DDoS attacks can cost millions of dollars for companies and businesses by taking critical services down, and leading to other attacks such as data breaches. The complexity and scale of the DDoS threat is growing each year and can be originated from IoT devices, routers and cloud and it can be directed to organizations, government agencies, and infrastructural services such as DNS.

DDoS detection is inherently hard because the traffic pattern looks similar to legitimate packets. As a result, signature-based detection is not effective. Requests come from many source IPs (either real or spoofed), so filtering based on rate and source do not work either. A distinct characteristic of such attacks is the presence of many connections from many source IPs each sending one or multiple packets.

Figure 1 describes a typical DDoS detection and mitigation solution. The solution has a number of out-of-band DDoS detection appliances that monitor the traffic and redirect suspicious flows to a stateful firewall. In such a design, DDoS detection cannot monitor all of the incoming network traffic because of scale and cost. Thus the operator must set some static mirroring rules on the edge routers to only mirror a portion of the traffic. For example, if the network operator wanted to protect the DNS service, he would mirror the DNS UDP traffic toward the DDoS detection boxes.

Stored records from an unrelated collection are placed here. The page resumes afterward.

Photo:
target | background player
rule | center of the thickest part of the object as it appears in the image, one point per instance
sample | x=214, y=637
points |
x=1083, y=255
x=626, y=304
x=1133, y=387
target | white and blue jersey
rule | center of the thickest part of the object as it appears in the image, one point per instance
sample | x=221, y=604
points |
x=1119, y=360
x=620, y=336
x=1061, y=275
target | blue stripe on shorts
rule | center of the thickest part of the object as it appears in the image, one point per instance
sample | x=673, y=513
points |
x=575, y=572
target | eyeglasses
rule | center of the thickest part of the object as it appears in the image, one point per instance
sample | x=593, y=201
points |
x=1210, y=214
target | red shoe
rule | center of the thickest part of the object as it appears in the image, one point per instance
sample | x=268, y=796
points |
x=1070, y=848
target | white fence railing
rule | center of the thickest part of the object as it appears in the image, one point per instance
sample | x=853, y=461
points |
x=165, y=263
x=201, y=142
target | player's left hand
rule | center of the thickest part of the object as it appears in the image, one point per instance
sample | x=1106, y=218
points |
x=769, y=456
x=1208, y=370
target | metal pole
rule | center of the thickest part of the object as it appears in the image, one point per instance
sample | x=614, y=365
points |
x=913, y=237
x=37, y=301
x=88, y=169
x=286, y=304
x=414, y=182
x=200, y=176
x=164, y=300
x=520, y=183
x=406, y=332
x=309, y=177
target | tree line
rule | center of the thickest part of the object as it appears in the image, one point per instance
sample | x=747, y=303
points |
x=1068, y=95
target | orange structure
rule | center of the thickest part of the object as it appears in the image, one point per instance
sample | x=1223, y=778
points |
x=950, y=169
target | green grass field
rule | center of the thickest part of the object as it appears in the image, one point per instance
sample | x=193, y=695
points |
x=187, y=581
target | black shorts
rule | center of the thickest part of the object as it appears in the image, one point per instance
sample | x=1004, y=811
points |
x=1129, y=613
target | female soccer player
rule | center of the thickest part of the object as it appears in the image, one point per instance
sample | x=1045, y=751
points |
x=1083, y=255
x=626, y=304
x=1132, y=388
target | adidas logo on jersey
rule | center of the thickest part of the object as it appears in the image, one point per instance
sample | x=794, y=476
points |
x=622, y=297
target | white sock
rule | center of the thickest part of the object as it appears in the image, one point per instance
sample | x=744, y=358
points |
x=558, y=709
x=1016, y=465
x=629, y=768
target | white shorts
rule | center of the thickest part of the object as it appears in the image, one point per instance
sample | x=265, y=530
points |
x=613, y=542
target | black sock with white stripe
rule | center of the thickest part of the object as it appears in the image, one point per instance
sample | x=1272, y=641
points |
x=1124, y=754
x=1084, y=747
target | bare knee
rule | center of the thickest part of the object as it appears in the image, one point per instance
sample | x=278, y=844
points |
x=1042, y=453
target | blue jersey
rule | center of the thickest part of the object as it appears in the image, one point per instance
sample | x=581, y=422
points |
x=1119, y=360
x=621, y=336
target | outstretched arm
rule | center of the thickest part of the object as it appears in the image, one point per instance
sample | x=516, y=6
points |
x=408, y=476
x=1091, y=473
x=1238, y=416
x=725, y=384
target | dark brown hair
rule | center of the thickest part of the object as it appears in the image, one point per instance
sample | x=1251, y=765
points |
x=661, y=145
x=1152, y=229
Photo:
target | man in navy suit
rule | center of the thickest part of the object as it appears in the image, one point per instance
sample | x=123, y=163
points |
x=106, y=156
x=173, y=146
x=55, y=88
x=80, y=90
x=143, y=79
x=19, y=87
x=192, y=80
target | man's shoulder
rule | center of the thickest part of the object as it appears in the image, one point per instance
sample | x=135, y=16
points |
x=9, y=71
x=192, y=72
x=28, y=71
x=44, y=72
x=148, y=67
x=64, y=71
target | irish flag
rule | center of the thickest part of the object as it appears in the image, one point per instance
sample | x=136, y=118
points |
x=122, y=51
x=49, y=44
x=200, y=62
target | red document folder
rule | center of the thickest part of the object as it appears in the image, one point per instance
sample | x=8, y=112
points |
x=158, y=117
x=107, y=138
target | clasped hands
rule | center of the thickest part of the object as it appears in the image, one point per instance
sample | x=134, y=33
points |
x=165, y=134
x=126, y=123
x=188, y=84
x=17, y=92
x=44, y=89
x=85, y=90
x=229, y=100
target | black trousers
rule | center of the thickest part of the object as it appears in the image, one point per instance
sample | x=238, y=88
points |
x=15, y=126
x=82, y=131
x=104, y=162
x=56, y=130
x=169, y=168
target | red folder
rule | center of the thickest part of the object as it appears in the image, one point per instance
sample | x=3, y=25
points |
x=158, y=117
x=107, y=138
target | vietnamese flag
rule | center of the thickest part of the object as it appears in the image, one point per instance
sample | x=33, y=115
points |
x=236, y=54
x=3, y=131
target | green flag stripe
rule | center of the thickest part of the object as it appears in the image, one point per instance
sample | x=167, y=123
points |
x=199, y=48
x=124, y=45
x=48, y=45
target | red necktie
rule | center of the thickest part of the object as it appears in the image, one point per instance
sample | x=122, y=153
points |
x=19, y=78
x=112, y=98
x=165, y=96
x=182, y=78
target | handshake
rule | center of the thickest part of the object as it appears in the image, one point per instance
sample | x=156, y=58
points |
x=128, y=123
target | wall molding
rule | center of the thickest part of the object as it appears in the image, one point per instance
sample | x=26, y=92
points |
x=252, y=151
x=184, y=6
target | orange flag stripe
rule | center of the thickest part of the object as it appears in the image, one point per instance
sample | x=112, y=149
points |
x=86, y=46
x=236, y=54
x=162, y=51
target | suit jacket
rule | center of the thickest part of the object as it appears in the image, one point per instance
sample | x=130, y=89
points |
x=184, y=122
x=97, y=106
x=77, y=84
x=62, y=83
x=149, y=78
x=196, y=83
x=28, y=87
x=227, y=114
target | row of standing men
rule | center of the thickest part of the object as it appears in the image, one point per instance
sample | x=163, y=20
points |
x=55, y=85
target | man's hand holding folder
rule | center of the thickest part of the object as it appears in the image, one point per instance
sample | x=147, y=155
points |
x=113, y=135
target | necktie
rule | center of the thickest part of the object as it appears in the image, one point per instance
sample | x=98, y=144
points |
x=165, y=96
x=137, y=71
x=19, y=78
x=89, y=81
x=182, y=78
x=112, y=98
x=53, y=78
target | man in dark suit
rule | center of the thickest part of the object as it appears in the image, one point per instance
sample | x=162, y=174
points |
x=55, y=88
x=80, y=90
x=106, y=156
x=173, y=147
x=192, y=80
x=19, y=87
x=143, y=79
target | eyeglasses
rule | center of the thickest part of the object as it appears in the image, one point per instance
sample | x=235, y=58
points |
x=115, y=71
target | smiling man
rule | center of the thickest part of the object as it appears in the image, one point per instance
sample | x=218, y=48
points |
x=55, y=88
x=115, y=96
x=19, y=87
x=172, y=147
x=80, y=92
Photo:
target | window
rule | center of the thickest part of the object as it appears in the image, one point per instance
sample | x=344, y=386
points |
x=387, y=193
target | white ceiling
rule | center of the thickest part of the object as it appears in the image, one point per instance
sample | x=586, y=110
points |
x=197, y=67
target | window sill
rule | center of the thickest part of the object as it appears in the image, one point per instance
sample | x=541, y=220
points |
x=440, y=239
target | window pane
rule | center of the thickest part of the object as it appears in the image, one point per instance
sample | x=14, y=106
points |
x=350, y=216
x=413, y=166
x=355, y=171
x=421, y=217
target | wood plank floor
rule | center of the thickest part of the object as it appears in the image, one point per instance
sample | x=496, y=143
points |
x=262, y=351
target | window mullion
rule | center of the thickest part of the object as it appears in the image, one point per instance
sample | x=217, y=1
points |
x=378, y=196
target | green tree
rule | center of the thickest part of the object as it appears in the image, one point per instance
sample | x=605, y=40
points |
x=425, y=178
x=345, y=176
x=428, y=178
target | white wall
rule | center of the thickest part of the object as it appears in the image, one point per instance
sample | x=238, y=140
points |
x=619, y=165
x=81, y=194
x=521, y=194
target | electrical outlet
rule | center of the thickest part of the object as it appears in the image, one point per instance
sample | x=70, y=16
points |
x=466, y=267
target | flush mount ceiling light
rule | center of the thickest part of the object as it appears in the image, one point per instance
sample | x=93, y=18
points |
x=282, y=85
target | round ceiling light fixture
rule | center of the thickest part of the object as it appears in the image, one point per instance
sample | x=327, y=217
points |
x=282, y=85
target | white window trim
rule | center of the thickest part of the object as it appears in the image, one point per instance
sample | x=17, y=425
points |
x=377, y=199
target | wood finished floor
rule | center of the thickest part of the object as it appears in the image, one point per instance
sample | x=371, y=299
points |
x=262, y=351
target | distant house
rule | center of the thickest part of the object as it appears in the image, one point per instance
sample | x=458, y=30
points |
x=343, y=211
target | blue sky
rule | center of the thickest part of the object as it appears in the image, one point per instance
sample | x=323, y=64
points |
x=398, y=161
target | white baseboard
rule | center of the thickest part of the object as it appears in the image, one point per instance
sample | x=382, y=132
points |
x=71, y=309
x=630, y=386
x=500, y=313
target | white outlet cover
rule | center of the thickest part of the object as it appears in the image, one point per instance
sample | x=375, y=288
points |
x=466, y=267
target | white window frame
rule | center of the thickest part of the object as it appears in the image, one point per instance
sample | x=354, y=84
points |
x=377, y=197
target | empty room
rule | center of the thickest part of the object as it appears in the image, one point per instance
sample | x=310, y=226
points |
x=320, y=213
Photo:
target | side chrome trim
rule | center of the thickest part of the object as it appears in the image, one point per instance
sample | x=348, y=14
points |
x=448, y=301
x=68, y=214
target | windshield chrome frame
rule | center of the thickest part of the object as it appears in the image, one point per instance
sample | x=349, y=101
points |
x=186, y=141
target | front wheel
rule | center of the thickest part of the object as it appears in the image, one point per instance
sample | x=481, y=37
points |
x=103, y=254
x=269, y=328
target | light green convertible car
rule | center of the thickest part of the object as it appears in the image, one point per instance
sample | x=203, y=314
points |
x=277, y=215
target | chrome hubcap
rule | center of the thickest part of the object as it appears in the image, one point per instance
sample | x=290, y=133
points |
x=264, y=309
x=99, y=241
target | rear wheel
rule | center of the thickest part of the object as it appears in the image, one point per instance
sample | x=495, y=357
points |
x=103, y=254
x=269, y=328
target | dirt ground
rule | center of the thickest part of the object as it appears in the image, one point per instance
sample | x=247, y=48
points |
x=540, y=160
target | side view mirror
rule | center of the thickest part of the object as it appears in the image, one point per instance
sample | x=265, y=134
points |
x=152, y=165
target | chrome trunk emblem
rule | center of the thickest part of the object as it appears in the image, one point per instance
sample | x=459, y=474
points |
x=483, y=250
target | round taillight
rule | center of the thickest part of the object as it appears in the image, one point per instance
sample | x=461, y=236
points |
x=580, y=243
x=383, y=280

Consequently, with heavily distributed and complex attacks, the infrastructure needs to either be capable of scaling out to examine terabits of traffic per second and several million connections, or it must be able to switch to a more selective mode in which it monitors a much smaller fraction of the traffic with lower accuracy.

Figure 1

Barefoot Networks Tofino can calculate the number of unique connections (that is a 5-tuple flows) crossing each Tofino-based device using a method called Approximate Cardinality Counters (ACC). Two approaches for the DDoS detection are possible:

  • 1 The control-plane can periodically fetch and estimate the number of unique connections at a specified time interval, gathering this information from the hardware (control plane polling). If the estimated number of unique connections exceeds a predefined threshold, the control plane can sense a DDoS detection and mirror a copy the traffic to the distributed firewall as illustrated in Figure 2.
  • 2 In order to improve the detection speed without imposing overhead to the control plane, a Tofino implementation can also estimate and compare against a threshold directly in the data plane. In this case, the data plane signals the control plane when such a DDoS detection happens (data-plane push).
Figure 2

Benefits of In-Network DDoS detection

  • A Tofino implementation guarantees high scalability and line-rate performance under any type of attack with minimal consumption of on-chip memory and resources.
  • In-network DDoS detection can be implemented in Tofino with high accuracy and negligible probability for false positives.
  • P4 programmability allows customers flexibility and customization of the DDoS detection methods and mitigation actions.
  • Granular statistics allow customers to quickly identify which applications and services are under attack.
  • When compared with a DDoS solution using NetFlow, a Tofino-based approach is multiple orders of magnitude faster in detecting a DDoS attack (tens of milliseconds vs. tens of seconds).